Why studying styles? what is the final objective?

iCub robot, Nina (GIPSA Lab)

Our long-term objective is to enable our humanoid iCub robot Nina to exhibit personalized behavior suitable for the person interacting with it. This will enhance the user experience, and will allow for a more natural interaction with the robot.

At the moment, we successfully used machine learning approaches in order to build models of human-robot interaction. However, when using these models to generate behaviors, this behavior usually represents an average over the learned behaviors (which is expected).

The goal is to learn models of styles, and use it to bias the models of interaction that we have, in order to generate more personalized behaviors.

What am I doing exactly in the PhD?

My PhD focus on studying styles, given that the task is well-known, using deep learning approach.

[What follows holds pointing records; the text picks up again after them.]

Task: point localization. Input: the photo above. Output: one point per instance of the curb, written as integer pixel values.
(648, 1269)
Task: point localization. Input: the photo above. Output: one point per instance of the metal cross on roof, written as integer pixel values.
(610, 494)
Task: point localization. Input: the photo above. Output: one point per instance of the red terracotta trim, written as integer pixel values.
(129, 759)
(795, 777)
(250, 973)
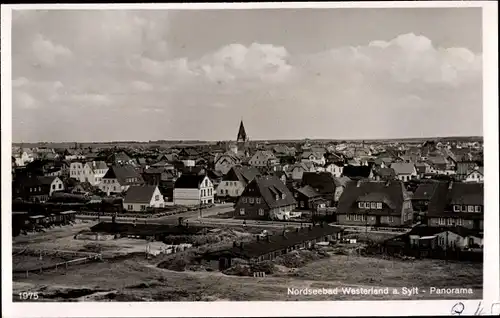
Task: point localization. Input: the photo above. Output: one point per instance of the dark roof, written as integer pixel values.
(122, 174)
(356, 171)
(46, 180)
(143, 229)
(425, 191)
(139, 194)
(308, 191)
(269, 187)
(280, 242)
(451, 193)
(242, 173)
(322, 181)
(391, 193)
(385, 172)
(189, 181)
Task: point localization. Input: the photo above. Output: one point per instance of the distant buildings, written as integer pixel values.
(193, 190)
(265, 198)
(375, 203)
(140, 198)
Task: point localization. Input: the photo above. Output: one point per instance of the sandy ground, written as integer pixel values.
(136, 278)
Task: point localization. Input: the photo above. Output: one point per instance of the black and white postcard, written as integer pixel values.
(250, 159)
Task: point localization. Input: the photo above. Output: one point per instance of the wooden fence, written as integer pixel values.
(82, 258)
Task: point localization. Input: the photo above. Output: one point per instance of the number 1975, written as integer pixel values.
(28, 296)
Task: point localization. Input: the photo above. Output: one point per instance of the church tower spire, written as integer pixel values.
(242, 135)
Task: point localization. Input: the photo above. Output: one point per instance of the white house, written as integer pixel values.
(335, 169)
(235, 181)
(119, 178)
(226, 161)
(100, 168)
(140, 198)
(450, 240)
(297, 170)
(23, 157)
(263, 158)
(316, 157)
(476, 175)
(193, 189)
(404, 171)
(54, 183)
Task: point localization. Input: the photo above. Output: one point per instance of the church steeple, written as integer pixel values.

In particular, we were concerned with the following questions:

  1. Propose a framework to study styles
  2. What kind of benchmarks are suitable for comparison?
  3. How to extract styles?
  4. If we learn some styles, can we leverage them to accelerate the learning of new styles? (i.e., transfer learning of styles?)

After many over-complicated or over-simplified approaches, we settled on the use of Deep Autoencoders as the basis to study styles.

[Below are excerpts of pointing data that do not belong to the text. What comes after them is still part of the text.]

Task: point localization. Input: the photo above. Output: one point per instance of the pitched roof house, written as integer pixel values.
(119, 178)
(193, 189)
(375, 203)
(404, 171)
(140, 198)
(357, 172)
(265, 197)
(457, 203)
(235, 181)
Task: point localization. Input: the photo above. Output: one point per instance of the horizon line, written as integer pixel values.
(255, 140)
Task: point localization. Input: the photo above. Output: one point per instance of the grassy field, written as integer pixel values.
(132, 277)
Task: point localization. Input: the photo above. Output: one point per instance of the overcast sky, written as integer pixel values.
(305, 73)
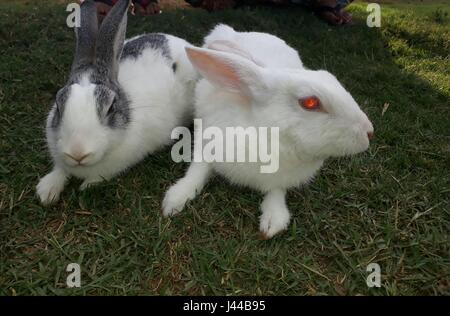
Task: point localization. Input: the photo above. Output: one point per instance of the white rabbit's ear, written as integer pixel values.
(230, 47)
(86, 35)
(228, 71)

Propose a framework to study styles

If you know the styles in advance, and you have labelled data for these styles (i.e., you have explicit knowledge of the styles), congrats, you are with the classification framework! You can have explicit evaluation of the styles as well (via metrics like accuracy and F1-score for example).

  • I assumed styles to be categorical here (ex: say clockwise vs counter clockwise in drawing letter X), but they could be continuous as well.

But what if you don’t know (as it is usually the case), then how do you study styles? Explicit study and evaluation are out of the question in this case.

The assumptions in our work

  • A notion of a task is known beforehand.

A word about tasks and style (perspective)

Identifying the set of relevant tasks and styles is contextual; it depends on the context you are looking at the problem.

The way I think about it is that: the problem is fixed, but can’t be observed. Depending on the context, we can see an aspect of the problem (styles + task).

One can imagine this as having a light bulb directed to a some geometrical body. We can only observe the shadow. The shadow tells us a bit about the body, but not the complete fact. Depending on the direction of the light bulb, the shadow will change, showing us a different aspect for the problem. Stretch your imagination a bit and imagine the shadow has colors as well, depending on the direction of the light bulb, its distance, and some aspects of the problem. On can imagine in this case that a task in this case will be the geometrical shape of the shadow (a container), and the style is the coloring of the shadow.

Lets take handwriting as an example: the problem is handwriting. Letter “E” is an example of handwriting (a shadow resulting from the light bulb being at some angle). The shadow colors that f it in the resulting geometric shape are the styles of letter E (also, mention that the bulb not only determine the letter, but also the context – are we looking at a picture or the movement sequence of the pen).

Food for thought

  • Instead of trying to model the problem itself (which we don’t have access it), can we model the light bulb possible movement instead? Then, can we compile all the resulting shadows from lots of light movement, in order to get to see the actual problem?
  • Problems can have problems inside them, depending on the level of granularity (another context) that you look at the problem: consider drawing as a problem. Handwriting can be an aspect of drawing, and maybe we can study handwriting as a whole. We can also look at handwriting as the problem, and the individual letters as aspects of handwriting. We can look at letter A as a problem, the sequence of micro-movement that construct letter A as the aspects, and so on.
    • Matter can be divide into pieces, and the pieces into smaller pieces, …etc, tell we reach the atoms, then we can divide the atoms into internal components, and so on
  • The genius really is to define the the limits of what you are looking for, and develop solutions that fit that limit.